Walmart has bequeathed what could be a valuable gift to enterprises by making its OneOps platform for cloud and application lifecycle management available as open source software under the Apache 2.0 license. OneOps can make cloud lock-in a thing of the past for customers, the company said in a blog post on the announcement:
OneOps has four main benefits:
1) Cloud portability enables developers to seamlessly move applications, databases or entire cloud environments from one cloud provider to another. They’re able to “cloud shop” and take advantage of better technology or lower costs;
2) Continuous lifecycle management of the application means once a developer launches an application, OneOps continuously “auto-pilots” the app, scaling and repairing the app when unforeseen changes occur;
3) Faster innovation empowers engineers to spin up a new environment to host their app in a matter of minutes, without having to spend hours specifying the intricacies of a specific cloud environment. OneOps models all of that for them; and
4) Greater abstraction of cloud environments puts the control back into the hands of developers, instead of cloud providers, who often dictate the proprietary APIs, architecture, tools and technologies developers have to use.

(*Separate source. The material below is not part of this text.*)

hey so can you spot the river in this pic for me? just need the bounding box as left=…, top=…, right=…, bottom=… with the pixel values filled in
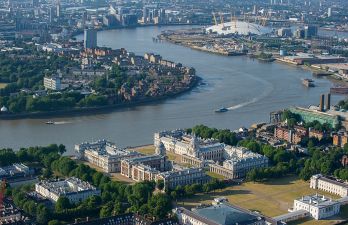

We’re enabling any organization to achieve the same cloud portability and developer benefits that Walmart has enjoyed. And by eliminating the barriers that cloud hosting providers have erected, OneOps will drive them to compete based on price, customer service and innovation. It’s a winning scenario for all dev-centric organizations.
Analysis: OneOps Is One for Enterprises to Watch
As with any open source project, Walmart itself stands to benefit from additional development resources and community contributions back to the code, but OneOps is already fairly mature—not to mention apparently capable of handling the cloud management needs of the world's largest employer. Although Walmart's announcement described OneOps as a homegrown solution, it got a head start by acquiring a startup of the same name in 2013.
Meanwhile, some coverage of the OneOps announcement framed Walmart's move as a strike against rival Amazon, with the argument being OneOps could help customers move workloads more easily away from Amazon Web Services.
While that connection seems a bit tenuous, the open-source availability of a platform like OneOps should certainly be welcome to companies keen on making the most of the ongoing price war in IaaS.